As for L’Oréal, whose net profit reached €3.2 billion, up 36.4% thanks to a 20.9% increase in sales in one year, the group can rely on online sales, which they now account for 60% of their turnover in China, compared to 50% before. Nicolas Hieronimus, general manager of the group, said this to himself convinced that China is going to have a good second half: they have dominatedme better and better covid, no inflation, low unemployment, prosperity policy ».

Luxury, impervious to the consequences of inflation

In fact, luxury seems to ignore the current problems around the world, starting with the war in Ukraine. The damage was ultimately quite moderate and limited to Russia and the Ukraine. », comments Joëlle de Montgolfier. And if the players in the sector have seen the cost of raw materials skyrocket due to inflation and supply problems, the particularity of luxury offers them the possibility of transferring this increase to their sales prices in an almost equivalent way. As a general rule, people who have the ability to buy luxury are not the most sensitive to price increases. »explains the specialist who needs luxury is historically very resistant to crises ». However, she wonders: If inflation leads to a recession, particularly in the United States, will the luxury sector be able to stay out of a drop in consumption? » Especially since in the United States, the new emerging clientele, particularly that of young workers, are less settled and could restrict this item of spending.

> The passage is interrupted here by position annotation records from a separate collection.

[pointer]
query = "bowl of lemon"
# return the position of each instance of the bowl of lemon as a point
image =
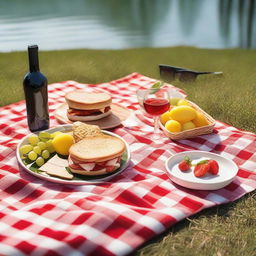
(185, 120)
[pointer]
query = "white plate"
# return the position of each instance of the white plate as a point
(77, 180)
(227, 171)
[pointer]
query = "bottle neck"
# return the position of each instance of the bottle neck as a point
(33, 59)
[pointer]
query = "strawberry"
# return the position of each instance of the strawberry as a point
(201, 168)
(214, 167)
(185, 164)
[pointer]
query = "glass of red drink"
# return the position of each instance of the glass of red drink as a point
(155, 102)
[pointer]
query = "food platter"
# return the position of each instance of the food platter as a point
(227, 171)
(119, 114)
(78, 179)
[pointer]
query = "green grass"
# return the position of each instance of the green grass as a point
(225, 230)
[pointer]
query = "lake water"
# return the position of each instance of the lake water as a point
(118, 24)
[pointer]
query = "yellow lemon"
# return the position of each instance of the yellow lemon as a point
(183, 114)
(183, 102)
(62, 142)
(55, 134)
(173, 126)
(165, 117)
(174, 101)
(200, 120)
(188, 125)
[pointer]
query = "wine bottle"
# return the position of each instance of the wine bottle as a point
(36, 93)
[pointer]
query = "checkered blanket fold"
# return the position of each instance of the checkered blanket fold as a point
(113, 218)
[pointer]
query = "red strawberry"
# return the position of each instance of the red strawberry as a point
(185, 164)
(201, 168)
(214, 167)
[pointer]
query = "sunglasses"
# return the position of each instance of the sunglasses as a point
(184, 75)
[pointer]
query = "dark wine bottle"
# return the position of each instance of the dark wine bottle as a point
(36, 93)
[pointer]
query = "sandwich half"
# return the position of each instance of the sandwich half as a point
(87, 106)
(96, 155)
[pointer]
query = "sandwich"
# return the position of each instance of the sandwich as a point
(96, 155)
(87, 106)
(82, 130)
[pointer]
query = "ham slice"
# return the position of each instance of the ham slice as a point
(80, 112)
(109, 165)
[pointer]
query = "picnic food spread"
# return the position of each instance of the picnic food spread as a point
(86, 150)
(142, 201)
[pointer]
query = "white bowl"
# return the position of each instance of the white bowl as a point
(227, 171)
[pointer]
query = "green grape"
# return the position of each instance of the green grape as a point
(48, 143)
(45, 154)
(55, 134)
(37, 149)
(32, 155)
(42, 145)
(25, 149)
(44, 135)
(40, 161)
(33, 140)
(51, 149)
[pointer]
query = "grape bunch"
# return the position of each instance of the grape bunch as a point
(39, 148)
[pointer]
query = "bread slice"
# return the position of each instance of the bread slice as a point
(97, 149)
(83, 100)
(88, 118)
(82, 130)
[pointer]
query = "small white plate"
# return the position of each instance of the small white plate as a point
(227, 171)
(78, 179)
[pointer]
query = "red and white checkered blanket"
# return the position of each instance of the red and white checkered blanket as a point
(114, 218)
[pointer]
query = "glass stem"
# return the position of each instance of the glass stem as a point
(156, 125)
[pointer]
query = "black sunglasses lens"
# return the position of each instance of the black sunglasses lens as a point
(187, 76)
(167, 74)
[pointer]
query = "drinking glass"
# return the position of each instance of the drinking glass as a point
(155, 102)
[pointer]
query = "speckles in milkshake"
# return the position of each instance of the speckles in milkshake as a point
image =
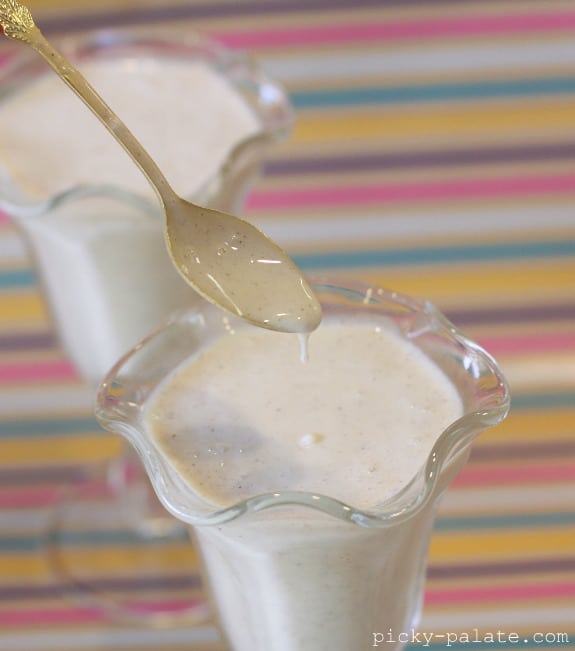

However, Bain & Company expects the sector to continue its strong momentum through the rest of the year. It is early to make projections, as there are still great uncertainties, but we expect the market to grow throughout the year. The least optimistic scenario foresees a growth that will range between 5 and 10% with respect to 2021 compared to 10 and 15% if the increase in sales in Europe and the United States is maintained and those in China pick up. Either way, it should be a good year. »concludes Joëlle de Montgolfier.